3180.
 Even now, so many years later, I wonder just what it was that afflicted
 Detroit, and its designers so many years ago. The forms of the 
automobile had evolved in such a logical fashion from the beginning up 
until the 1940s. But in the forties one began to see the advent of the 
aerodynamic look so that  space inside the vehicle no longer conformed 
to the needs of the driver or the passengers.
 3181.
 But still, although cars began to look a little like rocket ships, the 
design concepts seemed to arise from the minds of the designers 
themselves, and not from somewhere else. But, you ask, where but in the 
minds of the designers could one look for the inspiration for car 
designs?
3182.
 To answer this question you have to image the upper management of a car
 company meeting with the designers. The designers all have drawings of 
their concept cars to present for the coming year.
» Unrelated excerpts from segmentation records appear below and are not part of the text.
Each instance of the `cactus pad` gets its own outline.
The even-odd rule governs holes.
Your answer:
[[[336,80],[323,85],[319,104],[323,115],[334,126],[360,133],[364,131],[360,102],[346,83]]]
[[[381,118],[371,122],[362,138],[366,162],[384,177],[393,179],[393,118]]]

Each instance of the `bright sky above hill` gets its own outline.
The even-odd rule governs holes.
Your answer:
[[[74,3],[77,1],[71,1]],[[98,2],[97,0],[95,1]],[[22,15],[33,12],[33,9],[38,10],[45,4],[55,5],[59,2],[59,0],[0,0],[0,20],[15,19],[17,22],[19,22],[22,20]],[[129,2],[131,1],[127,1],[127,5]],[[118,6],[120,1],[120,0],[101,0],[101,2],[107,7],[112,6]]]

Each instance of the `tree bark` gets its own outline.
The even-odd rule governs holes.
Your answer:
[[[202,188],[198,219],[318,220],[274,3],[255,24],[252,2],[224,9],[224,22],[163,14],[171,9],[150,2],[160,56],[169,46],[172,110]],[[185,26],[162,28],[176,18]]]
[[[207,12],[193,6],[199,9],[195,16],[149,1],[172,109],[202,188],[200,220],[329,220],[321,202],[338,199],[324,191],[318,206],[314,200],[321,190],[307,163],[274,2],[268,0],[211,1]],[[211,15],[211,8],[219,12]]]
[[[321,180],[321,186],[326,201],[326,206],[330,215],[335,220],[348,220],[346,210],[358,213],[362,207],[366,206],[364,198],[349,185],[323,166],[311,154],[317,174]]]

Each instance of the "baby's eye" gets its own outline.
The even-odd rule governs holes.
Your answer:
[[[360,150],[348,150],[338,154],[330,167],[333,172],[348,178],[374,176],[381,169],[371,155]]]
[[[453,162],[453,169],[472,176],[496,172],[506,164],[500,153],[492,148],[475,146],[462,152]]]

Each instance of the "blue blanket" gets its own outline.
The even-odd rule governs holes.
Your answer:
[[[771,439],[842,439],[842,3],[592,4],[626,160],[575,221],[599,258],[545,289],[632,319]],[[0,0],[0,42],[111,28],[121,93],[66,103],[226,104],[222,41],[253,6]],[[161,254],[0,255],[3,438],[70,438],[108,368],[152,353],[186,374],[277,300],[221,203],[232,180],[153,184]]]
All of the drawings 
they have worked so hard to create have been rejected. The management is
 asking them to come up with something unexpected and unheard of.
  
3183. The management makes this request, “We want you to come up with drawings of cars that look like what our customers want a car to look like. We are not interested in what you designers think cars should look like. And when you do these drawings, keep in mind that we do not want to see what the most sophisticated and aware buyers want cars to look like, we are more interested in the design that will appeal to the most ordinary, even the most stupid of our future clients.”